Decyzja zaskoczyła zarówno parlament, jak i opinię publiczną. W mediach społecznościowych gwałtownie zaczęły się pojawiać wezwania do wyjścia na ulice 10 września, podchwycone przez partie lewicowe.
Bayrou ogłosił jednak, iż uprzedzi wydarzenia i dwa dni wcześniej wystąpi w parlamencie z przemówieniem, w którym przedstawi program swojego rządu i poprosi o wotum zaufania.
– Sytuacja finansowa kraju zmusza nas do działania w dwóch etapach – podkreślił premier, wskazując, iż pierwszym krokiem jest „uznanie pilności problemu”.
Szczegółowe propozycje dotyczące ograniczenia gwałtownie rosnącego deficytu, jak zapowiedział, rząd przedstawi później i wszystkie będą „podlegać negocjacjom”. Głosowanie z 8 września ma jednak zatwierdzić przede wszystkim „skalę wysiłku”, czyli redukcję deficytu o blisko 44 mld euro.
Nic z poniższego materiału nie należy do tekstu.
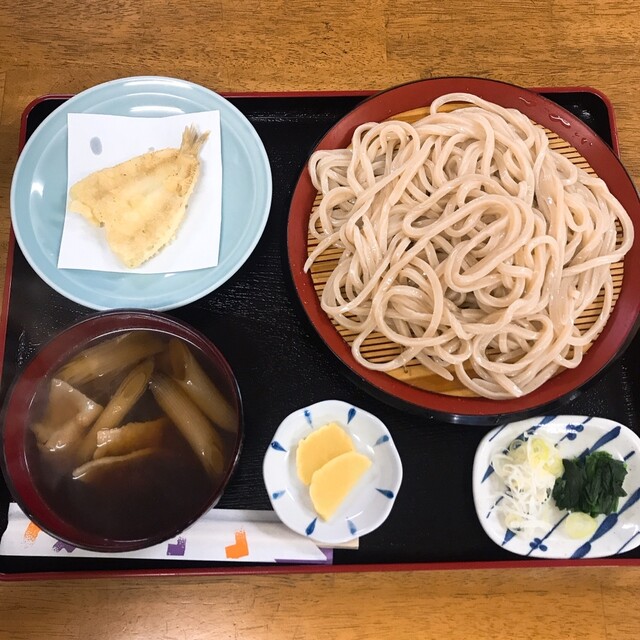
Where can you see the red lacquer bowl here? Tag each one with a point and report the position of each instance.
(23, 472)
(621, 326)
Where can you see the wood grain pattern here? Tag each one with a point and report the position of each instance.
(64, 46)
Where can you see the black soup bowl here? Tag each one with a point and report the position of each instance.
(121, 431)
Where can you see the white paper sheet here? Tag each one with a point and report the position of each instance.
(230, 535)
(98, 141)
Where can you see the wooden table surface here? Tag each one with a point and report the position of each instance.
(64, 46)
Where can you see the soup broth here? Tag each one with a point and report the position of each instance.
(132, 435)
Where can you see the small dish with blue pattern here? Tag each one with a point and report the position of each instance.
(368, 504)
(574, 437)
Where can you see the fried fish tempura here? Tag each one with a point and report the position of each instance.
(141, 202)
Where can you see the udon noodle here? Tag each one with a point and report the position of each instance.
(468, 242)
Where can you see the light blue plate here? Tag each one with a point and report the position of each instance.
(38, 195)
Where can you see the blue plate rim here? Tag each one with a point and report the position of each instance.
(162, 83)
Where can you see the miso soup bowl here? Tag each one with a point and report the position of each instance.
(26, 477)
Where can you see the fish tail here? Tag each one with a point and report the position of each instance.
(192, 141)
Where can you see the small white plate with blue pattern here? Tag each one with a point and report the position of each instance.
(371, 500)
(573, 436)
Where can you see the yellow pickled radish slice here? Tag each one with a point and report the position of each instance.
(319, 447)
(333, 482)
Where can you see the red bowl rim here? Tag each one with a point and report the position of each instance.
(15, 465)
(622, 324)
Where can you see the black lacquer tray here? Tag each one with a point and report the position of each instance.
(283, 365)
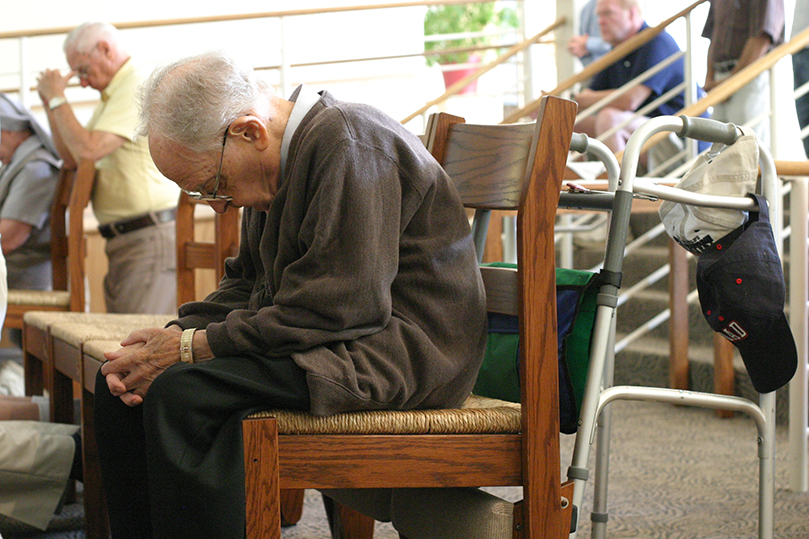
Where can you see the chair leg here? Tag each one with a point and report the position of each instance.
(345, 523)
(95, 504)
(262, 492)
(291, 506)
(518, 527)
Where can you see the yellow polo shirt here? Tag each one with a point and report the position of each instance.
(127, 183)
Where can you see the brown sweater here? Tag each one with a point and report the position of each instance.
(363, 271)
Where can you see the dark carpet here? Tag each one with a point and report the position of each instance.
(676, 473)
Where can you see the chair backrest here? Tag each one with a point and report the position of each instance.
(193, 254)
(520, 167)
(80, 194)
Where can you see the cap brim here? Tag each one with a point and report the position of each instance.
(771, 358)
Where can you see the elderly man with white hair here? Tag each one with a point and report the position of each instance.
(356, 287)
(134, 204)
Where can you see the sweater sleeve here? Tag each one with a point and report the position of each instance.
(337, 255)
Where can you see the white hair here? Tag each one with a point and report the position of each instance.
(84, 37)
(192, 101)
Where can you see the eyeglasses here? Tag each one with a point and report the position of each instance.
(213, 197)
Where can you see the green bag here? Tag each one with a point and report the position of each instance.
(576, 293)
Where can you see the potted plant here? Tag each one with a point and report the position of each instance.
(457, 19)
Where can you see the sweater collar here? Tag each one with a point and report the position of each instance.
(304, 98)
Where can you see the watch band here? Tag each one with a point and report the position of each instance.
(56, 102)
(187, 345)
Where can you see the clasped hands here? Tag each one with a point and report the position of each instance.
(51, 83)
(143, 356)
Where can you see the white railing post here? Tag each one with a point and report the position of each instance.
(25, 72)
(284, 71)
(799, 321)
(773, 117)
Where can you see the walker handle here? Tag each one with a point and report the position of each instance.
(708, 130)
(579, 142)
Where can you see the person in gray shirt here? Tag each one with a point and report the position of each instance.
(27, 186)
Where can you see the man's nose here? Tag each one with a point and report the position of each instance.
(219, 206)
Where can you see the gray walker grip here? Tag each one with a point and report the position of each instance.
(708, 130)
(579, 142)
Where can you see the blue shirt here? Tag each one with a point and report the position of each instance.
(643, 59)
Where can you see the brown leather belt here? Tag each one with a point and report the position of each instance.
(110, 230)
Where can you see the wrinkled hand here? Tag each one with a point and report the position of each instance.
(143, 356)
(51, 83)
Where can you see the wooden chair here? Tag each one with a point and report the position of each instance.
(474, 446)
(193, 254)
(67, 251)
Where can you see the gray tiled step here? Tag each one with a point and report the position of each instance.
(646, 363)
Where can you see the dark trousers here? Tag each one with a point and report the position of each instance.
(800, 70)
(173, 467)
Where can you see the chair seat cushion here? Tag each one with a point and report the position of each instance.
(44, 298)
(46, 319)
(104, 326)
(478, 415)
Skrajne prawica i lewica przeciwko premierowi
W połowie lipca Bayrou przedstawił szeroko zakrojony plan oszczędnościowy, który spotkał się z jednomyślną krytyką opozycji i związków zawodowych, szczególnie ze względu na propozycję zniesienia dwóch świąt państwowych.
Jeśli uda mu się uzyskać poparcie parlamentu, premier obiecał, iż „wszyscy się do tego dołożą”. – Państwo oraz najlepiej sytuowani będą musieli wziąć na siebie sprawiedliwą część narodowego wysiłku” – dodał, próbując rozładować gniew klasy średniej i pracującej.
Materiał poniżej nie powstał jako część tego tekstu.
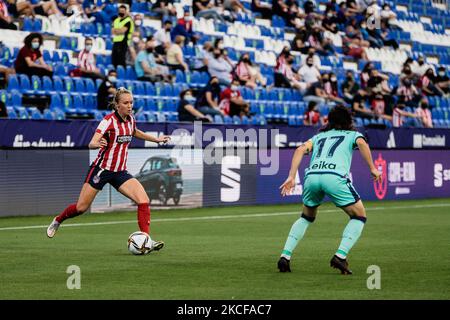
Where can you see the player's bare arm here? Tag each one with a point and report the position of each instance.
(148, 137)
(97, 141)
(289, 184)
(367, 156)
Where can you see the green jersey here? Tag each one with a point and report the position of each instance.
(332, 152)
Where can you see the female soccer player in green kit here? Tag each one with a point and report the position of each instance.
(328, 174)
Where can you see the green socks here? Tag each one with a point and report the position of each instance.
(351, 234)
(297, 232)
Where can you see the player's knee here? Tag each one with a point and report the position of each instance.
(82, 207)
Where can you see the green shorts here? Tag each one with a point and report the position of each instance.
(339, 188)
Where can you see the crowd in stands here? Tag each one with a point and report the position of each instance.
(159, 56)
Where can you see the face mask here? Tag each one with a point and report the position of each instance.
(189, 98)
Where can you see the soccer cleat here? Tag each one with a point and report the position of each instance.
(284, 265)
(340, 264)
(156, 246)
(52, 228)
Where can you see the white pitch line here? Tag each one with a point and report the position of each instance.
(256, 215)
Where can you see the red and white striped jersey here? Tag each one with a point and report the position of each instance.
(119, 134)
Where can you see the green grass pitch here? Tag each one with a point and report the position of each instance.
(230, 253)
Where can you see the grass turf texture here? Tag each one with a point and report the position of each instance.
(231, 257)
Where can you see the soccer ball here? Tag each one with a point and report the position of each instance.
(139, 243)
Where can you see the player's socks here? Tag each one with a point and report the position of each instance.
(69, 212)
(144, 217)
(351, 234)
(297, 232)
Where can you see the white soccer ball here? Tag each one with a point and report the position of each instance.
(139, 243)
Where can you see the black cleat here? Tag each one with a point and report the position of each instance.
(283, 265)
(340, 264)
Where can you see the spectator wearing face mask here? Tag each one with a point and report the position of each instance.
(428, 85)
(175, 58)
(162, 38)
(106, 90)
(29, 60)
(231, 101)
(246, 74)
(186, 109)
(220, 67)
(147, 67)
(402, 118)
(208, 100)
(86, 62)
(442, 80)
(408, 93)
(349, 87)
(424, 114)
(184, 28)
(123, 28)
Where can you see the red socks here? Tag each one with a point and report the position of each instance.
(69, 212)
(144, 217)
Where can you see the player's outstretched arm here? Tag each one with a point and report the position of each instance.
(367, 156)
(148, 137)
(289, 184)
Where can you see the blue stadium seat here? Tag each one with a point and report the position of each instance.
(48, 115)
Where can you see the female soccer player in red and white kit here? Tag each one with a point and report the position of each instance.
(113, 136)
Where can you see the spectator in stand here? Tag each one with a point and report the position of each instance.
(359, 105)
(162, 38)
(184, 28)
(29, 60)
(420, 67)
(204, 54)
(354, 46)
(231, 101)
(316, 93)
(17, 9)
(424, 114)
(312, 116)
(247, 74)
(164, 8)
(330, 21)
(186, 109)
(263, 8)
(106, 90)
(146, 66)
(330, 86)
(86, 62)
(408, 93)
(349, 87)
(428, 86)
(309, 72)
(206, 9)
(399, 117)
(123, 28)
(221, 67)
(6, 21)
(442, 80)
(175, 58)
(208, 100)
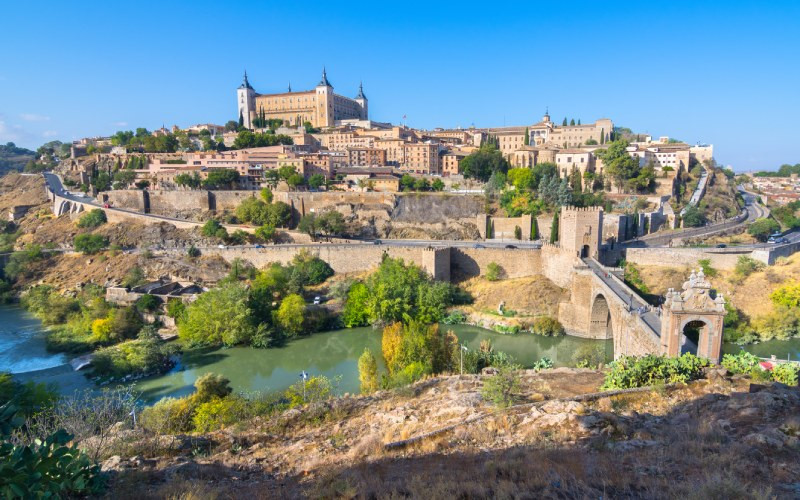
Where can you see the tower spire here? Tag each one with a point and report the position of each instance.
(324, 82)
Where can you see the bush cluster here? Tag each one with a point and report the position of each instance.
(632, 371)
(747, 363)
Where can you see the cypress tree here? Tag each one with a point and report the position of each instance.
(554, 228)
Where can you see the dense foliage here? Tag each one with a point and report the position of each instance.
(632, 371)
(747, 363)
(92, 219)
(397, 291)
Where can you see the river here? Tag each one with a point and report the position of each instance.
(333, 354)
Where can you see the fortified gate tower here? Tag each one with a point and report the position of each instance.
(692, 320)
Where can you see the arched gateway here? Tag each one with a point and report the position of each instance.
(692, 320)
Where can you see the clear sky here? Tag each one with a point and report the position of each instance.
(719, 72)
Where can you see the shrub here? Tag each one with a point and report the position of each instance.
(547, 326)
(168, 416)
(211, 385)
(220, 316)
(493, 271)
(290, 314)
(48, 468)
(218, 413)
(89, 243)
(175, 308)
(213, 229)
(135, 357)
(501, 388)
(745, 266)
(368, 372)
(705, 265)
(92, 219)
(313, 390)
(355, 312)
(631, 371)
Za dwa tygodnie posłowie staną przed jasnym wyborem – jeżeli mamy większość – rząd trwa. jeżeli nie – rząd upada” – podsumował premier, zaznaczając, iż największym ryzykiem byłoby „nie robić nic”.
Reakcje pojawiły się natychmiast. Mathilde Panot, szefowa skrajnie prawicowej partii Niepokorna Francja (LFI), uznała to za szansę na obalenie rządu. – Bayrou sam wyznaczył datę swojego odejścia – stwierdziła z ironią.
„Bayrou właśnie ogłosił koniec swojego rządu, sparaliżowanego samozadowoleniem i biernością” – napisał na platformie X lider skrajnie prawicowego Zjednoczenia Narodowego (RN) Jordan Bardella. Zapowiedział, iż jego partia „nigdy nie poprze rządu, którego polityka zadaje cierpienie Francuzom”.
Wszystko w rękach socjalistów
Los premiera zależy teraz od Partii Socjalistycznej (PS) – jedynie jej wstrzymanie się od głosu 8 września mogłoby utrzymać rząd.
– Zobaczymy 8 września (..). Mamy do czynienia z upartym i aroganckim premierem i nie wierzę, by to mogło zmienić jego los – powiedział poseł PS Arthur Delaporte w rozmowie z BFM TV.
Bayrou podkreślił, iż decyzję o postawieniu losów rządu na szali podjął „w porozumieniu” z Emmanuelem Macronem. Kilka minut po jego wystąpieniu indeks CAC 40 spadł o 1,5 proc., a rentowność 10-letnich obligacji Francji wzrosła do 2,23 proc., co jest wyraźnym sygnałem niepokoju u inwestorów.